The "Select your save directory" button allows the user to choose a backup directory. Once selected, the path to the backup directory is displayed next to the button.

In this directory 4 sub-directories are automatically created:

  • "/DonneesBrutes/" which contain the raw data,
  • "/Classification/" which contain the classification result,
  • "/Modelisation/" which contain the modelisation result,
  • and "/Prediction/" which contain the prediction result,.

In each of these 4 directories, 3 sub-directories are created: "/Figures/" , "/Tableaux/" (tables) and "/FichiersR/" (R files).

Summary button

The "Summary" button displays, in a new window, statistics on the variables of the imported dataset. These statistics are then saved in the file "./DonneesBrutes/Tableaux/summaryData.xls".
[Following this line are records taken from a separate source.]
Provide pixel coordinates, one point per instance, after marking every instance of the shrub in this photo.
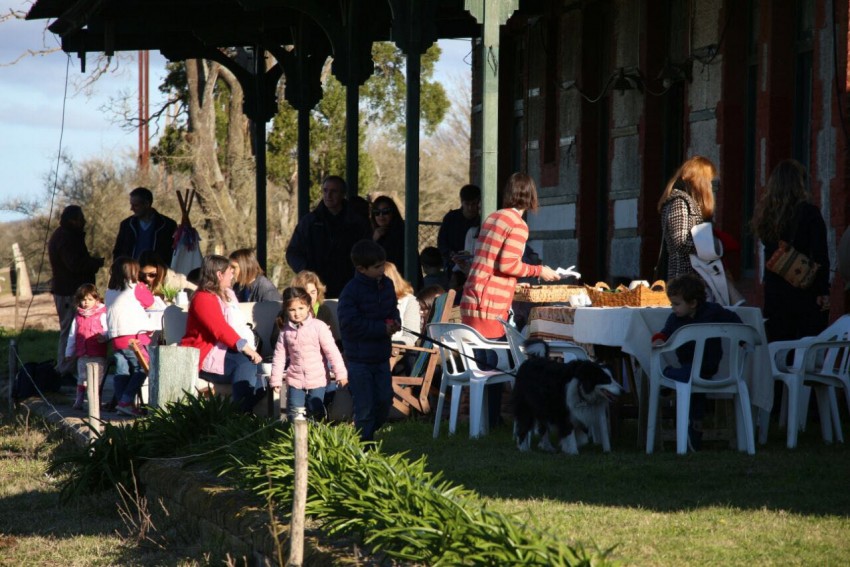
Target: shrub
(394, 505)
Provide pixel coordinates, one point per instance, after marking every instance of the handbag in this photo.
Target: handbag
(792, 265)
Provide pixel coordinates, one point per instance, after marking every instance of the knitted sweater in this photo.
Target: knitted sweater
(489, 289)
(86, 328)
(126, 316)
(306, 347)
(679, 215)
(207, 327)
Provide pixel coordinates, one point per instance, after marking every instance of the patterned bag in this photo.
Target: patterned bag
(795, 267)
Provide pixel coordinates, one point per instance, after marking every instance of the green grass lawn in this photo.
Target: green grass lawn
(35, 529)
(779, 507)
(714, 507)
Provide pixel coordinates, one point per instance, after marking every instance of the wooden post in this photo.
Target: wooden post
(93, 379)
(23, 279)
(299, 495)
(13, 371)
(173, 370)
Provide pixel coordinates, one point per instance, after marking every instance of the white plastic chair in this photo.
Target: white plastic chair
(795, 400)
(737, 340)
(821, 364)
(461, 370)
(568, 350)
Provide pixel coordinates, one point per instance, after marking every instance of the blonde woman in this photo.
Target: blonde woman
(688, 200)
(249, 282)
(311, 282)
(408, 305)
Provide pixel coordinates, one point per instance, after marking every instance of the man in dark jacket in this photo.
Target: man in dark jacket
(146, 229)
(323, 239)
(452, 235)
(72, 266)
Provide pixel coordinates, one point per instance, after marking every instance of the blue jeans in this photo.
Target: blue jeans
(371, 389)
(313, 400)
(127, 385)
(242, 374)
(489, 360)
(683, 374)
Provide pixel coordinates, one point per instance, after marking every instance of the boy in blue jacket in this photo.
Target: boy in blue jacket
(368, 317)
(688, 298)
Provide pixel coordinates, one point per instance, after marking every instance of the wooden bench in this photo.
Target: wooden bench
(173, 363)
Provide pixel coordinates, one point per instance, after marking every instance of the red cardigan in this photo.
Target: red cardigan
(207, 326)
(489, 290)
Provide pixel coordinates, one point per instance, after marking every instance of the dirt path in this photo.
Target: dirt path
(40, 314)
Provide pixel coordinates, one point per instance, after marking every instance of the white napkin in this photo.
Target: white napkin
(567, 272)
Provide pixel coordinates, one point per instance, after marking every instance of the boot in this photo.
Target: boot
(81, 396)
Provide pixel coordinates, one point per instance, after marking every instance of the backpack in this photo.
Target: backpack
(36, 377)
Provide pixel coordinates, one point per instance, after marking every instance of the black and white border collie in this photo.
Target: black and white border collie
(571, 398)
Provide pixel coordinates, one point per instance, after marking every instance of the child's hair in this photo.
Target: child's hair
(194, 276)
(124, 270)
(430, 291)
(291, 295)
(305, 277)
(401, 285)
(366, 253)
(426, 297)
(689, 287)
(249, 266)
(87, 289)
(430, 258)
(211, 265)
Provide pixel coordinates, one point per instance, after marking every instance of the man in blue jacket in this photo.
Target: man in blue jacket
(368, 317)
(145, 229)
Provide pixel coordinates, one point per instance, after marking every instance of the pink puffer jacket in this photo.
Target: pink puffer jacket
(306, 347)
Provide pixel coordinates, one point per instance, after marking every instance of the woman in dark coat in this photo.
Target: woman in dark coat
(388, 229)
(785, 213)
(250, 284)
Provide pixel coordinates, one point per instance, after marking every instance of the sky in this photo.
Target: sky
(31, 104)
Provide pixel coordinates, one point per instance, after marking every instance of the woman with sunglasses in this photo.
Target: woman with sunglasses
(388, 229)
(156, 275)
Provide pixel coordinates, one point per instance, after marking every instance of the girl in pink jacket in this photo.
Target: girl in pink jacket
(308, 346)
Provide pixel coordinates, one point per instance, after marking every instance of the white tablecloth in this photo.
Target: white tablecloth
(631, 329)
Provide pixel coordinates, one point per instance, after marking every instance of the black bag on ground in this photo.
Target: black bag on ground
(36, 377)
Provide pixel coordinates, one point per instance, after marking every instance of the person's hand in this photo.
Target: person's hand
(252, 354)
(393, 326)
(549, 275)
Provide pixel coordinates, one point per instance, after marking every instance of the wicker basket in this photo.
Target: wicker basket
(640, 296)
(547, 293)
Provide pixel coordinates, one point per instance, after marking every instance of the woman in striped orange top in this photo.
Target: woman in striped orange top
(489, 289)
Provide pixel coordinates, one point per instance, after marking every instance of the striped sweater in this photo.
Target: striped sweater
(489, 289)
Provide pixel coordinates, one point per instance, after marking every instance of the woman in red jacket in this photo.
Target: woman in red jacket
(226, 357)
(496, 265)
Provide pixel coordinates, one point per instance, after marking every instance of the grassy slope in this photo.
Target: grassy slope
(718, 506)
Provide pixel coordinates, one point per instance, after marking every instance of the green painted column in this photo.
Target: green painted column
(491, 14)
(414, 31)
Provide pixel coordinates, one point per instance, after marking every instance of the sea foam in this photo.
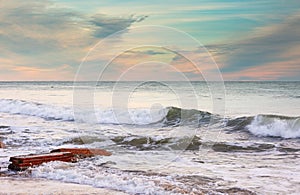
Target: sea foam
(275, 126)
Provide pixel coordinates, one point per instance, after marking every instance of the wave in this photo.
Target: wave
(275, 126)
(169, 116)
(267, 125)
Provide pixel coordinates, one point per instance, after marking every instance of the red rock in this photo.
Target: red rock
(2, 145)
(84, 152)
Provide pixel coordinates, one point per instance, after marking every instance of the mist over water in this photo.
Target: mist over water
(253, 144)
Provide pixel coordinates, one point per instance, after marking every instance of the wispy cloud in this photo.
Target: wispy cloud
(42, 35)
(273, 44)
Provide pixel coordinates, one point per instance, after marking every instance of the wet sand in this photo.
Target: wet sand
(11, 185)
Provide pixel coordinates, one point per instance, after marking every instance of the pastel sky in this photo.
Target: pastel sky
(248, 40)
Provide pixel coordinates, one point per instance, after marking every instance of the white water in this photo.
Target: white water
(274, 126)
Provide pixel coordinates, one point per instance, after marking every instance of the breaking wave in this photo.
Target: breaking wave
(268, 126)
(275, 126)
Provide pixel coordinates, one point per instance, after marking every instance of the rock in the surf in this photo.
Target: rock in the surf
(2, 145)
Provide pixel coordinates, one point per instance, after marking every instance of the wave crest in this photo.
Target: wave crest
(275, 126)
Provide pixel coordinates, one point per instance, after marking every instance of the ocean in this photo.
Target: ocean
(165, 137)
Figure 3: Output example obtained with the Summary button
Figure 3 is an example of output obtained with the "Summary" button. We can see that the variable C_O21 has a minimum value of 5, a 1st quartile of 7.06, a median of 7.94, a mean of 8.256, a 3rd quartile of 9.38, a maximum value of 16.38 and has 4,501 missing values.

Fix data button

If the imported data do not fully conform to the format requested by the interface, they can be edited using the "Fix Data" button (fig 4).

It is possible to rename variables, to transform character variables into numeric variables, or to modify some data one by one. Once edited, a click on the "Quit" button allows to save the corrected data set in the "./DonneesBrutes/Tableaux/ fileName corrige date .txt)" , which is automatically loaded by the interface.

If important corrections are necessary (dates in a wrong format, wrong labeling of missing values...), it is advised to make them outside the interface and then to import the corrected file.

Figure 4: Fix data window example

Next steps buttons

Once the data has been imported and the save directory has been selected, the user has 3 choices :

  • For the first time use of the interface or to create a new classification to detect states in the imported data, click on the "Classification" button.
  • If a state classification on the imported dataset has been performed previously, and the user now wants to estimate the parameters of the associated MMC-NS model, then the "Time series modeling" button must be pressed.
  • If an MMC-NS model has already been estimated on data with the same structure as the imported data and the user wants to predict the states of the imported data, then the user should click on the "Prediction" button.

  1. http://www.seanoe.org/data/00286/39754/: this dataset has been cleaned (temporal alignment, correction of outliers, replacement of outliers, replacement of some missing values...). 

  2. MAREL = Mesures Automatisées en Réseau pour l’Environnement Littoral (Networked Automated Measurements for the Coastal Environment) 

  3. The fluorescence is indeed a parameter which allows to judge the quality of the considered environment.